CENTRO DE CONVENÇÕES DE CURITIBA

 
Zig Koch
Divulgação

O Espaço Estação antes e a foto atual: shopping, museus e centro de convenções

O quadro "O Brasil nos rankings mundiais" (24 de novembro) foi ilustrado com uma foto de Curitiba, um exemplo de qualidade de vida no país, com destaque para o novo centro de convenções que estava sendo erguido na cidade.
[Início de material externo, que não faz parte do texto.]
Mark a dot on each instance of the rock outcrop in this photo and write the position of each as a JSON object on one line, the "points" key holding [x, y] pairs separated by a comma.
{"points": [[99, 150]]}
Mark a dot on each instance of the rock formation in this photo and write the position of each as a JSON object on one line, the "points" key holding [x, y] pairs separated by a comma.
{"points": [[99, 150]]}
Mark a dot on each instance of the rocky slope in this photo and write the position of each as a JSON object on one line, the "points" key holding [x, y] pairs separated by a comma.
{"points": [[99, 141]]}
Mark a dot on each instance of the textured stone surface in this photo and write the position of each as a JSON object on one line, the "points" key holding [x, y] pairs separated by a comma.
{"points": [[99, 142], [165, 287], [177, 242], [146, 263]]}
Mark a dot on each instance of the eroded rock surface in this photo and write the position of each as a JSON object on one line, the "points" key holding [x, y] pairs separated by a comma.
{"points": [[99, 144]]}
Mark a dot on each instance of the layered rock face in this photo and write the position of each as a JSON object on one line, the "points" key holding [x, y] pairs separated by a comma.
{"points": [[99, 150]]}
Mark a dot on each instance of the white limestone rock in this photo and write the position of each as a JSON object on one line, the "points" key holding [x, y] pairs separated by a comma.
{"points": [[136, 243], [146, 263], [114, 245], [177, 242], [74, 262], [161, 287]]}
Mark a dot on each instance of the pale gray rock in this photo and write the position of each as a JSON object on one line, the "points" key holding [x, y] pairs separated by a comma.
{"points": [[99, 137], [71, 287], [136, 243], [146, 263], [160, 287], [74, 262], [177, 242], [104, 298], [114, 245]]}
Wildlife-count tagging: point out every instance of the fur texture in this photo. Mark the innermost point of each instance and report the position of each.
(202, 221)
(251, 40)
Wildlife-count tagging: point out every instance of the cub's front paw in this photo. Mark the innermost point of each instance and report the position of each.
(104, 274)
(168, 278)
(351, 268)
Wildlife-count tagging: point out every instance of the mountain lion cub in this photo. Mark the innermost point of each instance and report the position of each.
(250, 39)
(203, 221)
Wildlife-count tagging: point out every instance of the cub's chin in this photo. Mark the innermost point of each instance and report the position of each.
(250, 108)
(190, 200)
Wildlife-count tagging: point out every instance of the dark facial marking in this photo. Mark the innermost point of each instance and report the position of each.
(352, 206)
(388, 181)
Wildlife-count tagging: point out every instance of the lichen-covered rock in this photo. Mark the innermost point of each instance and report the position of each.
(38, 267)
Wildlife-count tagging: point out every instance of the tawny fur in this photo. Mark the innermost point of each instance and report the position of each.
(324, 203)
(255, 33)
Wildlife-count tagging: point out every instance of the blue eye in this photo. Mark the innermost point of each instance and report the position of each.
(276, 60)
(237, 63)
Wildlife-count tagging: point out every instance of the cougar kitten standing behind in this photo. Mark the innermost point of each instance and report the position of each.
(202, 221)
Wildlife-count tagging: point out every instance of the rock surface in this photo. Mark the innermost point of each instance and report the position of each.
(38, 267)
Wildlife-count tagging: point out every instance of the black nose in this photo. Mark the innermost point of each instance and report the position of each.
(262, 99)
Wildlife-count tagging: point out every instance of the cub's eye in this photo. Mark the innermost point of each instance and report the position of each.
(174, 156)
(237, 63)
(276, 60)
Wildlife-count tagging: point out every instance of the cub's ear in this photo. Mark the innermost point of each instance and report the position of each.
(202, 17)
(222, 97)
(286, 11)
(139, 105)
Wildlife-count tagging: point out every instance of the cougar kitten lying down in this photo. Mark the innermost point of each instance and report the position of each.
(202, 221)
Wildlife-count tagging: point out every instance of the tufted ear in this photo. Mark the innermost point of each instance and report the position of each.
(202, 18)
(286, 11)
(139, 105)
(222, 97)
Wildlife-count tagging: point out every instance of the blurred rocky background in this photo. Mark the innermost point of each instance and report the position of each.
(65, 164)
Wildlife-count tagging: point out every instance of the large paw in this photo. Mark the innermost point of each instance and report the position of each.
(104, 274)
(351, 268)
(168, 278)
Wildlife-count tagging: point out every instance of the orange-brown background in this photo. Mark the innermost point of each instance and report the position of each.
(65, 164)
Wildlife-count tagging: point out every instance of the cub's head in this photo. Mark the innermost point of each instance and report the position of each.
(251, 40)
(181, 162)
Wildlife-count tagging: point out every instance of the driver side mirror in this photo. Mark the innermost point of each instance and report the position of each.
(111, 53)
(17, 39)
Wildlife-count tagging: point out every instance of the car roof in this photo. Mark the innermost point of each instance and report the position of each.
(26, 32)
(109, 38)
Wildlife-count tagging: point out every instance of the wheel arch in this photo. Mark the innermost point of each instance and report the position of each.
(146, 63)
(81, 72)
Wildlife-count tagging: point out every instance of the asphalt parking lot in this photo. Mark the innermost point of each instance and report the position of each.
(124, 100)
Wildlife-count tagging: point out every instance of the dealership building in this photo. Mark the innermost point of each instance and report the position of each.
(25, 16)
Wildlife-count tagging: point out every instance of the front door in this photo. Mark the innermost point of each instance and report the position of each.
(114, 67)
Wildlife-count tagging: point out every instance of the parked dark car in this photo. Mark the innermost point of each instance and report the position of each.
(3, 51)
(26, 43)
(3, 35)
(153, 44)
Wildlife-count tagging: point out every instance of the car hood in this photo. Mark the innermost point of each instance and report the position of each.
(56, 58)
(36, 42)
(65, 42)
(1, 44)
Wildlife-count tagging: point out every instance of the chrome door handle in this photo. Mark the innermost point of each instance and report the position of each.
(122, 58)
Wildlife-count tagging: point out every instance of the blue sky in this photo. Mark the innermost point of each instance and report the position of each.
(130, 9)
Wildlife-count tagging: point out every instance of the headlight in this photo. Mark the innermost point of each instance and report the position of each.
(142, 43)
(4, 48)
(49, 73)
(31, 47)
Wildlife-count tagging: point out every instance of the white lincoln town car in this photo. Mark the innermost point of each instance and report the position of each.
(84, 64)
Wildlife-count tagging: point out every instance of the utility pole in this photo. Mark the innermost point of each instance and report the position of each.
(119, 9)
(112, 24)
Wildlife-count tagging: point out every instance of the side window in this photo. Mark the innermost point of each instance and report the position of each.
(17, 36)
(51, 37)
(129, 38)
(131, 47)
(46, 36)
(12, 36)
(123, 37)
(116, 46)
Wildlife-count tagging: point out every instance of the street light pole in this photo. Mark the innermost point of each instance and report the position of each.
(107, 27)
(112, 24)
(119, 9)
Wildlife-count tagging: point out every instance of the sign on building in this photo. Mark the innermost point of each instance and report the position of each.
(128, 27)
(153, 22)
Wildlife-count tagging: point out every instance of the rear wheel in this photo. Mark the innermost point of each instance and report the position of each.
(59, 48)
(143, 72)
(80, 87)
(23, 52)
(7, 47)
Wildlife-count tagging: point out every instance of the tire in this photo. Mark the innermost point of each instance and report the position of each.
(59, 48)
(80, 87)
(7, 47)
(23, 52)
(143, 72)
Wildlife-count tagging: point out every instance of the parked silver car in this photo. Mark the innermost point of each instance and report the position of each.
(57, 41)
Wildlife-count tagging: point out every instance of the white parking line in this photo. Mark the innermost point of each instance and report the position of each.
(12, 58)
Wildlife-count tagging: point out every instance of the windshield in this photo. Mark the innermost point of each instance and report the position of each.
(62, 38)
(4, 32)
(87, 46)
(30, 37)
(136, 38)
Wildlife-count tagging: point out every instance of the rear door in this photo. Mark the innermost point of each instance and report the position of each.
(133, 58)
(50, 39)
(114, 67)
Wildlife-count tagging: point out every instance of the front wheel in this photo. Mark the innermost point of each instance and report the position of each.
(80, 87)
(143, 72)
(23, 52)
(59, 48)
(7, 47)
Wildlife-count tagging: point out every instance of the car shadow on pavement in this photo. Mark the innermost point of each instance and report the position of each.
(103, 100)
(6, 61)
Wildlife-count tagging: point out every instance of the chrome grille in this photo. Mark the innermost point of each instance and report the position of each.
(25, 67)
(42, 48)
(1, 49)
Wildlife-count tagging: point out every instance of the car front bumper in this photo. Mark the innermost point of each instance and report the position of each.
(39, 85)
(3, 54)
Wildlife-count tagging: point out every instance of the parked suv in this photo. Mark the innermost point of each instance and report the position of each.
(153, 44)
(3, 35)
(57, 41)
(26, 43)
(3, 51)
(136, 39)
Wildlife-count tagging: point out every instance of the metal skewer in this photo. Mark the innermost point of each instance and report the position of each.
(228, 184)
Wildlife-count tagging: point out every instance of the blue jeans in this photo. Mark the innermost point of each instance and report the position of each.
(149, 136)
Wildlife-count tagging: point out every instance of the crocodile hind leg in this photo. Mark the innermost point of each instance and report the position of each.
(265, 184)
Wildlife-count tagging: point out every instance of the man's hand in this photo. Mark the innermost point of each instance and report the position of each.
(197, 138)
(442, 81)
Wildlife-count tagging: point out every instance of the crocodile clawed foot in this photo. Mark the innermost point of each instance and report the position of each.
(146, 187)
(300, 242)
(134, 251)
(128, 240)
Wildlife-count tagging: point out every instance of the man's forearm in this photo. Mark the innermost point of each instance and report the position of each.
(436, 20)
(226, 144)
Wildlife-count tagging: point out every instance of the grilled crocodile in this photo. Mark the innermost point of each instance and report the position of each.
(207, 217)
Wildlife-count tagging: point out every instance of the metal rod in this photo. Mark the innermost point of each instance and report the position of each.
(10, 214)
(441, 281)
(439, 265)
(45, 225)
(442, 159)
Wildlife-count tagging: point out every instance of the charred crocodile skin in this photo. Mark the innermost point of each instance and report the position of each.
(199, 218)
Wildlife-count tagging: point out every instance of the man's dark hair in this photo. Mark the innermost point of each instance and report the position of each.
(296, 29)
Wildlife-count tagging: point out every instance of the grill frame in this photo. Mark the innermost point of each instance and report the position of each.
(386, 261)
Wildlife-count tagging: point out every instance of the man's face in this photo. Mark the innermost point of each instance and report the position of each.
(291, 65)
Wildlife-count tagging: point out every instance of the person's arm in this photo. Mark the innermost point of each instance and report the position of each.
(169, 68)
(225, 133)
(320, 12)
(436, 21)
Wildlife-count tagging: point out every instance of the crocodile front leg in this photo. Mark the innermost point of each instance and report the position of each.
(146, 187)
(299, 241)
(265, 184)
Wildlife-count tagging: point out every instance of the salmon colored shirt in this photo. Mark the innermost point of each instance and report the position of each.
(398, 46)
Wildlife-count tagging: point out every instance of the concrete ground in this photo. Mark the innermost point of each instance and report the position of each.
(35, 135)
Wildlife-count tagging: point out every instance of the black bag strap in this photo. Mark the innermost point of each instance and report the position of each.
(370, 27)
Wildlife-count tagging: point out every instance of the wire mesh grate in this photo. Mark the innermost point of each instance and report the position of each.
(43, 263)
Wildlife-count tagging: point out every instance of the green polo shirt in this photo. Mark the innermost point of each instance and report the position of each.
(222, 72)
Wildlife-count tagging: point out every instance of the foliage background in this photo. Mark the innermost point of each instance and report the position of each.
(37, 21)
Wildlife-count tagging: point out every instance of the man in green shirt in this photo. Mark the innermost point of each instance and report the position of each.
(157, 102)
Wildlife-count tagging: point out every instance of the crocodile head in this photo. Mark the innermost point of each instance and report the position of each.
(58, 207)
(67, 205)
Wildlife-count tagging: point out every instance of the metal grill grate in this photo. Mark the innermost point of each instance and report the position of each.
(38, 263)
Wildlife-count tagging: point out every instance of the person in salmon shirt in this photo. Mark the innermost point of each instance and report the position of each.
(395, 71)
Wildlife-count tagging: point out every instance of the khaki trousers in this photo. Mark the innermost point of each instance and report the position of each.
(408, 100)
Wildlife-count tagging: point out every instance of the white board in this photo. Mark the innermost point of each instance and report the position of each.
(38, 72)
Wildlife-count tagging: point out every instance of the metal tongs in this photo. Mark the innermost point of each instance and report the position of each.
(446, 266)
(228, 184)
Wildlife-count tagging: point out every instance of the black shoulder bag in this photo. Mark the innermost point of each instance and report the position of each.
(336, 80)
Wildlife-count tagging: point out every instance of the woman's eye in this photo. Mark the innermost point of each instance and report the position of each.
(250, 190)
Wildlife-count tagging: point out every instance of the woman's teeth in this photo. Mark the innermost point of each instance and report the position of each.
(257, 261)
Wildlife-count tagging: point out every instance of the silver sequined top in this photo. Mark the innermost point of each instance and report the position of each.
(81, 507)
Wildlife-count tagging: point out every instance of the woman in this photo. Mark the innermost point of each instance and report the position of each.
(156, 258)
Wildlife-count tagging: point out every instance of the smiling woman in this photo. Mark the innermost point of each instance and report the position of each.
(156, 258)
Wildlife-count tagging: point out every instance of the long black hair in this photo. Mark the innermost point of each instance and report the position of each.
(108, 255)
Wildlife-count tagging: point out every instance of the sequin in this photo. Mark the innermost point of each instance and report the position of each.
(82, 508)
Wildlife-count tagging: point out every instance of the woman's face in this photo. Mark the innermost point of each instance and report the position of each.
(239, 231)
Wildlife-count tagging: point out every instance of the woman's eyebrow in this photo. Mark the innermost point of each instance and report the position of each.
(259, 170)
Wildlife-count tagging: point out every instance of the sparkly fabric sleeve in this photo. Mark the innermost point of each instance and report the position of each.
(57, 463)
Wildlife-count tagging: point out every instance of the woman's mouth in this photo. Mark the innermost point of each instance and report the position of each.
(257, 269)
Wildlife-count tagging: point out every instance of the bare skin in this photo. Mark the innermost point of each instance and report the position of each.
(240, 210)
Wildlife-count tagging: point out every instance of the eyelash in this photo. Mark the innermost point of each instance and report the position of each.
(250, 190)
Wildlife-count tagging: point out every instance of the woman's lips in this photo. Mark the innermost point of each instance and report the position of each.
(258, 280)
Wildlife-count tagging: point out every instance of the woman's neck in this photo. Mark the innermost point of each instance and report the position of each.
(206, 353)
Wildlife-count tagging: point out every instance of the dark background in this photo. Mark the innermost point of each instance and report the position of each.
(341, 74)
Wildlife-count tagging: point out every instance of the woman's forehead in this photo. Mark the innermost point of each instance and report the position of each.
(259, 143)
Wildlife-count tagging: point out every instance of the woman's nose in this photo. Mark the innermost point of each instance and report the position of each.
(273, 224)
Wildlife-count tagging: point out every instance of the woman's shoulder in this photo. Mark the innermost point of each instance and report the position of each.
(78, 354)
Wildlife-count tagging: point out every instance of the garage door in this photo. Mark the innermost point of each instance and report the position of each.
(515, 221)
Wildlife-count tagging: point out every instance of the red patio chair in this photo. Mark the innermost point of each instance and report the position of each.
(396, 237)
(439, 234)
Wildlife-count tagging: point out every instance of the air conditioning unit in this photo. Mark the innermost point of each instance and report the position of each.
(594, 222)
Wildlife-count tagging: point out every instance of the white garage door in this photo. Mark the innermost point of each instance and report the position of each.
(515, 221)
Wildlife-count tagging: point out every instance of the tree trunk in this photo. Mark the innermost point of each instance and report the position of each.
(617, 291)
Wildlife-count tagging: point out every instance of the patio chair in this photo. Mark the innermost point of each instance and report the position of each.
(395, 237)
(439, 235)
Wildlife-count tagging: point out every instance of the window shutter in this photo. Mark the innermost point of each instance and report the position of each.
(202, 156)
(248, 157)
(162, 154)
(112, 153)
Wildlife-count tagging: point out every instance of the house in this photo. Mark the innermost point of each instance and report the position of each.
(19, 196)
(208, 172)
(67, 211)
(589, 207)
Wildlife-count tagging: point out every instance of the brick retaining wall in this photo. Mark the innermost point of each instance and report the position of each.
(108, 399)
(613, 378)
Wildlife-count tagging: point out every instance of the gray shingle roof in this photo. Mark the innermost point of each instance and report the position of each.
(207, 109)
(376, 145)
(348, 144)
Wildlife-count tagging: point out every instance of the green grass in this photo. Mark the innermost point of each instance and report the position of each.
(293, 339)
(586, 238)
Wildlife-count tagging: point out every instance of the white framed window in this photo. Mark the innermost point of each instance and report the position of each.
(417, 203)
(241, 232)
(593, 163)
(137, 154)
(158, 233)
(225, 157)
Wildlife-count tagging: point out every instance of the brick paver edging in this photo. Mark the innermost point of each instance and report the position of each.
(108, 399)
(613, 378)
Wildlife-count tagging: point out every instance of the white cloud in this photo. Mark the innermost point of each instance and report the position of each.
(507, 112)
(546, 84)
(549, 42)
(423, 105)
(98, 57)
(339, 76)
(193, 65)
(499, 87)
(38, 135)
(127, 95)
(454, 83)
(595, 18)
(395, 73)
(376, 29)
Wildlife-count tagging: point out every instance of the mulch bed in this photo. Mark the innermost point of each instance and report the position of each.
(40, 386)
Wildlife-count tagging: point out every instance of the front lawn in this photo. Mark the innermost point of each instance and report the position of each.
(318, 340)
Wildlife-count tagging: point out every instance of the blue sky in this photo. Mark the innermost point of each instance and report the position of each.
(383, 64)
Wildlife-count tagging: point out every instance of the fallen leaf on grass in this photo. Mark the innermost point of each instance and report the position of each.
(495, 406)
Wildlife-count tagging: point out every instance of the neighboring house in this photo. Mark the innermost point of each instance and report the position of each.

Gustavo Jarussi, diretor de operações do Grand Hotel Rayon & Roochelle Park Hotel, escreveu para dizer que "a foto está completamente desatualizada, o empreendimento em questão hoje abriga um shopping center, dois museus e o mais moderno centro de convenções do país". Por sugestão de Jarussi, Vanda Ramos, da assessoria de imprensa do Espaço Estação, nos enviou uma foto do lugar, com uma visão atualizada do Embratel Convention Center.

 

AS DEZ MELHORES PRAIAS


"Uma listagem com as dez mais belas praias do país que não inclua nenhuma do estado do Rio de Janeiro é, na melhor das avaliações, mal informada", escreveu o secretário de estado de Turismo do Rio de Janeiro, Sérgio Ricardo de Almeida. "As praias do Rio estão entre as mais famosas do mundo. Na capital, temos Copacabana, Ipanema, Leblon, Barra, Prainha, Macumba e, na Costa do Sol, Geribá, João Fernandinho, Azeda, Ferradurinha, Peró e Itaúna", diz Almeida, citando praias de Búzios e Cabo Frio. Tadeu Pinto, presidente da Associação Brasileira da Indústria Hoteleira, Seção Paraíba, e assinante de VEJA, elogia a reportagem, "importante para a divulgação dos destinos turísticos do nosso país", mas lamenta a ausência das praias da Paraíba entre as recomendadas. "São tão maravilhosas quanto as citadas na reportagem, de acordo com publicações constantes nos arquivos desta revista." Almeida e Pinto têm razão em exaltar a beleza das praias fluminenses e paraibanas. Lamentavelmente, numa relação de apenas dez praias, com avaliação de dez itens, que consideraram da facilidade de acesso ao preço da estada, muitas tiveram de ficar de fora.